In [2]:
# notebooks/01_eda_preprocessing.ipynb

import pandas as pd
import re
import nltk
from nltk.corpus import stopwords
import matplotlib.pyplot as plt
import seaborn as sns

# Download necessary NLTK data
nltk.download('stopwords')
nltk.download('punkt')

# --- 1. Load the dataset ---
print("Loading dataset...")
# Corrected: Assume the raw dataset is saved as 'data/complaints.csv'
try:
    df = pd.read_csv('data/complaints.csv', encoding='utf-8')
except FileNotFoundError:
    print("Please place your raw CFPB dataset as 'complaints.csv' in the 'data/' directory.")
    df = None # Exit or handle gracefully

if df is not None:
    print("Dataset loaded successfully.")
    print("\nInitial Data Info:")
    df.info()

    # --- 2. Initial EDA ---
    print("\n--- Initial EDA ---")

    # Analyze complaint distribution by product
    product_counts = df['Product'].value_counts()
    print("\nTop 10 Products by Complaint Count:")
    print(product_counts.head(10))

    plt.figure(figsize=(10, 6))
    product_counts.head(10).plot(kind='bar')
    plt.title('Distribution of Complaints by Product (Top 10)')
    plt.xlabel('Product')
    plt.ylabel('Number of Complaints')
    plt.xticks(rotation=45, ha='right')
    plt.tight_layout()
    plt.show()

    # Analyze narrative length
    df['narrative_word_count'] = df['Consumer complaint narrative'].astype(str).apply(lambda x: len(x.split()))
    print("\nNarrative Word Count Statistics:")
    print(df['narrative_word_count'].describe())

    plt.figure(figsize=(10, 6))
    sns.histplot(df['narrative_word_count'], bins=50, kde=True)
    plt.title('Distribution of Narrative Word Count')
    plt.xlabel('Word Count')
    plt.ylabel('Frequency')
    plt.show()

    # Identify complaints with and without narratives
    narrative_present = df['Consumer complaint narrative'].notna().sum()
    narrative_missing = df['Consumer complaint narrative'].isna().sum()
    print(f"\nComplaints with narratives: {narrative_present}")
    print(f"Complaints without narratives: {narrative_missing}")

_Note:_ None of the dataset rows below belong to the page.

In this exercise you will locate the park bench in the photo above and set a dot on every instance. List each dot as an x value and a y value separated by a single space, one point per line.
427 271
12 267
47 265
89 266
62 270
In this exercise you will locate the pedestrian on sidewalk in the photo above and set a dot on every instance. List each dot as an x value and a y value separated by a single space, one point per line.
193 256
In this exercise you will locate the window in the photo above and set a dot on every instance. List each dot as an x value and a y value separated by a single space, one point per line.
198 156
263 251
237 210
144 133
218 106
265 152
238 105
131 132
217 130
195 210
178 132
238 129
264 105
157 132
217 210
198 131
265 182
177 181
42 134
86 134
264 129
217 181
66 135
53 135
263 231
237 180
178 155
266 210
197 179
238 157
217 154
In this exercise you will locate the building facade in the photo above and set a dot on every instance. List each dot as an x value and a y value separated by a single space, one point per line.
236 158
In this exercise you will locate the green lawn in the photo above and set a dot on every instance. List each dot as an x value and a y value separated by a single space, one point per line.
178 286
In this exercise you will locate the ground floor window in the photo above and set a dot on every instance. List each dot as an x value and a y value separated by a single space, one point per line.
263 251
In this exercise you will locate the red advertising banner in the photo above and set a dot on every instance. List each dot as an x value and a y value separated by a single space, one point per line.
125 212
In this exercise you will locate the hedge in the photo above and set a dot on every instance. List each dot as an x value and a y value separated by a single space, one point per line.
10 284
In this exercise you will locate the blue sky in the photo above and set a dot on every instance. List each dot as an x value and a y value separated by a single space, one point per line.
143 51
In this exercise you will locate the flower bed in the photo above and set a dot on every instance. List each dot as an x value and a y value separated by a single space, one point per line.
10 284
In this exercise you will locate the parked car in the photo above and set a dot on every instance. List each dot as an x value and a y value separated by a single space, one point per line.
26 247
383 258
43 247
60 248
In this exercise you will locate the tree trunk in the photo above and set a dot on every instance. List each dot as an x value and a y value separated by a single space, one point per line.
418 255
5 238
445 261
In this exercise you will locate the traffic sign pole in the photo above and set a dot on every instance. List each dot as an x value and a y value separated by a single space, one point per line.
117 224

    # --- 3. Data Filtering ---
    print("\n--- Filtering Data ---")
    
    # Define the list of target products
    target_products = [
        'Credit card', 
        'Personal loan', 
        'Buy Now, Pay Later (BNPL)', 
        'Savings account', 
        'Money transfers'
    ]

    # Filter for target products
    filtered_df = df[df['Product'].isin(target_products)].copy()
    print(f"Dataset filtered to {len(filtered_df)} records for target products.")
    
    # Remove records with empty narratives
    filtered_df = filtered_df.dropna(subset=['Consumer complaint narrative']).copy()
    print(f"Dataset after removing empty narratives: {len(filtered_df)} records.")

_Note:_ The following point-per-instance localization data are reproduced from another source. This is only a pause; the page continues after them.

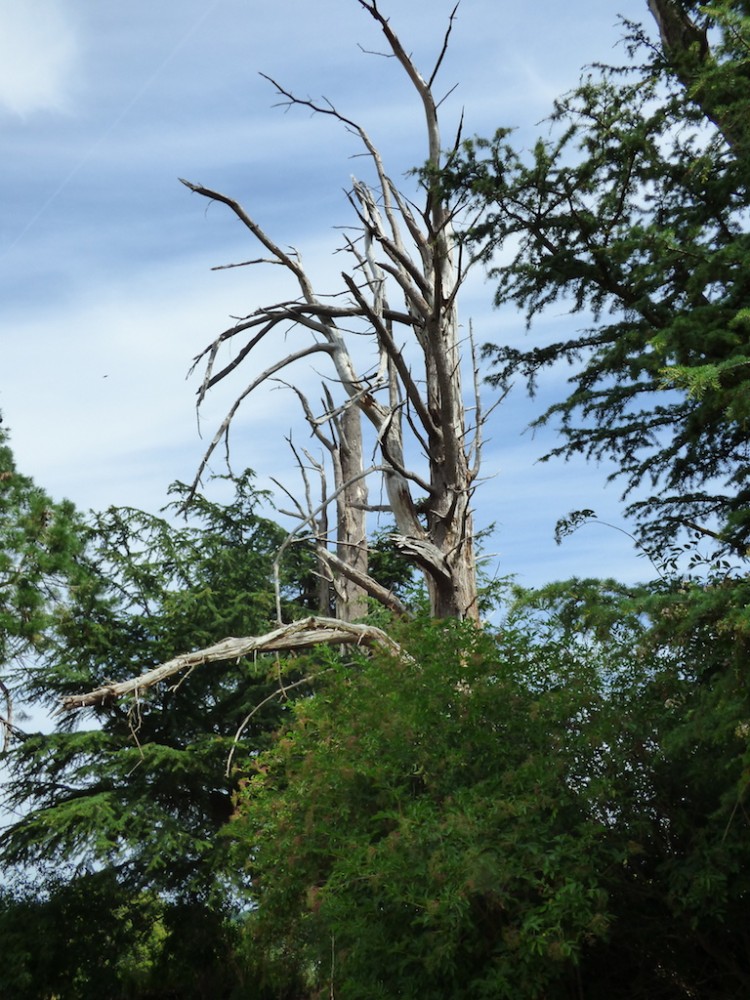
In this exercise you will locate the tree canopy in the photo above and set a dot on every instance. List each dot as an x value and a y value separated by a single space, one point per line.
552 806
634 215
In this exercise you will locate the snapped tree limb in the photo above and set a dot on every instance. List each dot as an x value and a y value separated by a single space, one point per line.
304 634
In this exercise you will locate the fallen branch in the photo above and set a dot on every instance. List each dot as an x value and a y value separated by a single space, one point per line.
302 634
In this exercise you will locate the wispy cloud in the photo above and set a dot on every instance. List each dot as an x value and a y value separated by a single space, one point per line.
38 49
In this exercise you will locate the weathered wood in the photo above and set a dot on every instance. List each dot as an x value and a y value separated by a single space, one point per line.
304 634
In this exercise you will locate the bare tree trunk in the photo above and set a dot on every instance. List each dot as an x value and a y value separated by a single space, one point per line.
412 256
351 509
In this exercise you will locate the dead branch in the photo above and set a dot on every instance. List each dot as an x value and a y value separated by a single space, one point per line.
304 634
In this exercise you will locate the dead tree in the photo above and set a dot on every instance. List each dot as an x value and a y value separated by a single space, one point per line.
412 398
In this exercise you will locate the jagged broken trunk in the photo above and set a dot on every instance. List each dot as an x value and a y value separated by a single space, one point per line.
412 395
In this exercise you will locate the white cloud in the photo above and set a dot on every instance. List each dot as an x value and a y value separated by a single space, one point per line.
38 47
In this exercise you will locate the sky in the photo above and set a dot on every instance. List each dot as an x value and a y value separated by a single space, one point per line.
107 289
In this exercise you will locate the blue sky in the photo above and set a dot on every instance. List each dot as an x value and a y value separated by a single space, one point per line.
105 259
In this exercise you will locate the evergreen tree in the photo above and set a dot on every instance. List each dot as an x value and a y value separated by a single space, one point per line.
635 214
39 542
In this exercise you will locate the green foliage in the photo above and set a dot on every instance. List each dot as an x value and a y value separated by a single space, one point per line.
145 792
89 938
635 213
556 810
39 542
412 830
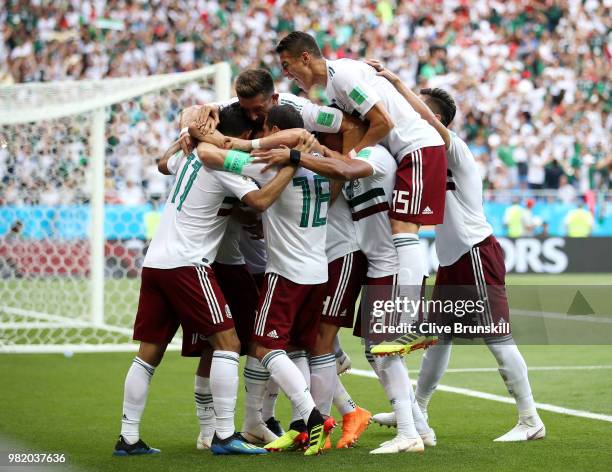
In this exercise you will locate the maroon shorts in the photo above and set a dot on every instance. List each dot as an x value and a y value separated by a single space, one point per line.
288 313
242 295
186 296
476 281
376 290
420 187
346 276
259 280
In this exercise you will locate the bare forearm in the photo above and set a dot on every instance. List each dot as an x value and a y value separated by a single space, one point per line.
162 165
423 110
337 169
269 193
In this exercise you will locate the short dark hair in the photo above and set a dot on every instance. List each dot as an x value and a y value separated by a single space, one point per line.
441 103
253 82
284 117
297 42
233 122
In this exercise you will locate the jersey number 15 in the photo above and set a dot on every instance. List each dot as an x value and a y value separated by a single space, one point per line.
321 196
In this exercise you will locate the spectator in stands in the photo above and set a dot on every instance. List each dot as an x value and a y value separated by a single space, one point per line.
532 77
518 219
567 192
579 222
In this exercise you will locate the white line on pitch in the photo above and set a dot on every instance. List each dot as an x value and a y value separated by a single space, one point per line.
498 398
561 316
537 368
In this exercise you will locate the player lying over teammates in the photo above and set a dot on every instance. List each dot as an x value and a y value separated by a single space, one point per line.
277 330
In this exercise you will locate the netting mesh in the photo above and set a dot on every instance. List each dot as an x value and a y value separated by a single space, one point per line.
46 178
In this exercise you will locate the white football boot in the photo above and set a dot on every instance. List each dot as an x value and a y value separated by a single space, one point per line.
343 364
400 444
203 442
388 420
525 431
385 419
258 434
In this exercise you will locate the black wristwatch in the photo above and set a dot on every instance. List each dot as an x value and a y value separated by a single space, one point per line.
294 157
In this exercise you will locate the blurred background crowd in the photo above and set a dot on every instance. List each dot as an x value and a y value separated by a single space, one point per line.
531 79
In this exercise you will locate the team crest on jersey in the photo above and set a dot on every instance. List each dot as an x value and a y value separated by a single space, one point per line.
352 187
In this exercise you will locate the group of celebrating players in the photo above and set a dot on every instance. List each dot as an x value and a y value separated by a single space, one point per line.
340 212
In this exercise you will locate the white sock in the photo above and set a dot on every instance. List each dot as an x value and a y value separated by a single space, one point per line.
300 359
289 378
255 380
394 378
342 400
323 379
513 370
224 387
434 364
412 261
420 421
270 396
135 394
204 406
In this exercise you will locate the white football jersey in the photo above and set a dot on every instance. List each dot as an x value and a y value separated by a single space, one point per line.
229 251
195 215
254 252
465 223
316 117
341 235
369 199
355 88
295 226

    # --- 4. Text Cleaning ---
    print("\n--- Cleaning Text Narratives ---")
    
    stop_words = set(stopwords.words('english'))

    def clean_text(text):
        if not isinstance(text, str):
            return ""
        # Lowercase the text
        text = text.lower()
        # Remove special characters and numbers
        text = re.sub(r'[^a-zA-Z\s]', '', text)
        # Remove common boilerplate phrases (example)
        text = re.sub(r'i am writing to file a complaint', '', text, flags=re.I)
        # Tokenize and remove stopwords
        tokens = text.split()
        cleaned_tokens = [word for word in tokens if word not in stop_words]
        return ' '.join(cleaned_tokens)

    filtered_df['cleaned_narrative'] = filtered_df['Consumer complaint narrative'].apply(clean_text)

    # --- 5. Save the cleaned dataset ---
    output_path = 'data/filtered_complaints.csv'
    filtered_df.to_csv(output_path, index=False)
    print(f"\nCleaned and filtered dataset saved to {output_path}")

[nltk_data] Downloading package stopwords to
[nltk_data]     C:\Users\eep\AppData\Roaming\nltk_data...
[nltk_data]   Package stopwords is already up-to-date!
[nltk_data] Downloading package punkt to
[nltk_data]     C:\Users\eep\AppData\Roaming\nltk_data...


Loading dataset...
Please place your raw CFPB dataset as 'complaints.csv' in the 'data/' directory.


[nltk_data]   Package punkt is already up-to-date!